今回の情報は、Weiboアカウントを通じて多くの情報をリークしてきた中国のITアナリスト、潘九堂氏によるもの。潘氏によってリークされたSnapdragon 820のプレゼンテーション資料と思われる画像から、非常に多くの情報を入手することができます。

まず、Snapdragon 820のモデルナンバーは「MSM8996」となり、「Hydra」という名称のCPUコアと「Adreno 530」というGPUコアを採用する64-bit クアッドコアSoCとして登場するとのこと。今年3月の発表時点では、CPUコアの名称は「Kryo」とされていましたが、この数ヵ月の間に変更されたのでしょうか。

記事35.2

性能に関して言えば、Hydraは「Snapdragon 810(MSM8994)」比で最大35%の性能向上を実現しており、一方Adreno 530は最大40%の処理性能の向上と最大30%の消費電力節減を達成している模様。また製造には14nm FinFETプロセスが採用されているようです。

そのほか、1,866MHz駆動のデュアルチャネルLPDDR4メモリを統合し、14ビット処理のデュアル「ISP(イメージシグナルプロセッサ)」は最大2,800万画素までの画像を処理可能とするほか、統合されるプログラマブルな「DSP(デジタルシグナルプロセッサ)」により、カメラ機能におけるメーカー毎の差別化を促します。

記事35.3

Qualcommの製品ロードマップ

さらに4K解像度の映像を60fpsという高フレームレートで撮影することをも可能にし、「H.265」や「VP9」といった最新コーデックによるデコード処理にも対応。「LTE Cat.10」対応の通信モデムや、“従来比4倍の省電力性能” を実現する各種センサー類の搭載に関する記述も資料内に確認されました。
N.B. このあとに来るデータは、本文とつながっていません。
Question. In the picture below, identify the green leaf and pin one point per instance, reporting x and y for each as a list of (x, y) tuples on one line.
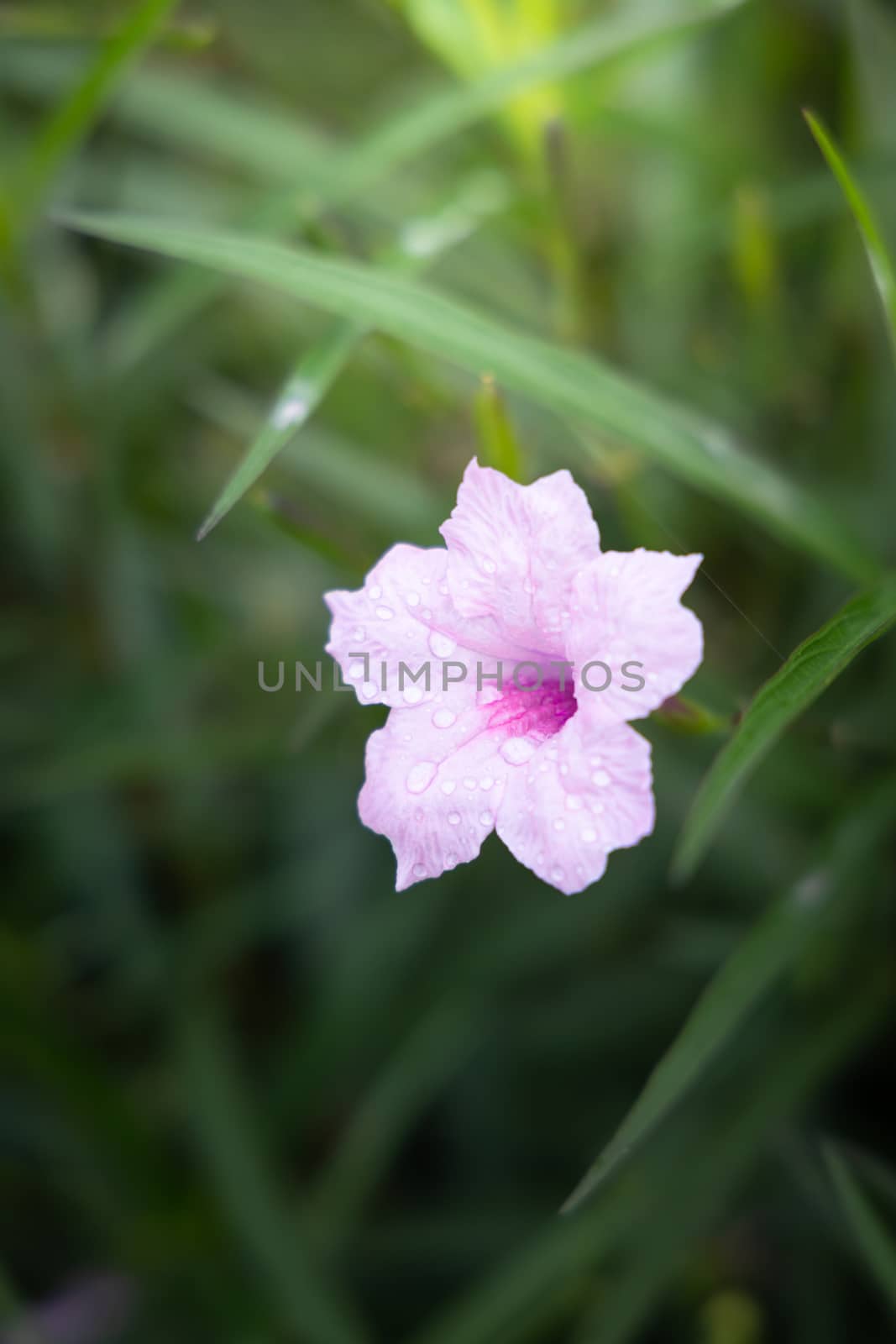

また今回、Qualcomm製品全体のロードマップもリークされています。それによるとSnapdragon 820の大量生産は2015年末頃とされており、どうやら搭載製品が登場するのは早くとも2016年第1四半期以降のこととなりそうです。

なお、来る8月11日には米ロサンゼルスにおいてSnapdragon 820の詳細が開示される可能性も指摘されており(過去記事)、続報には要注目です。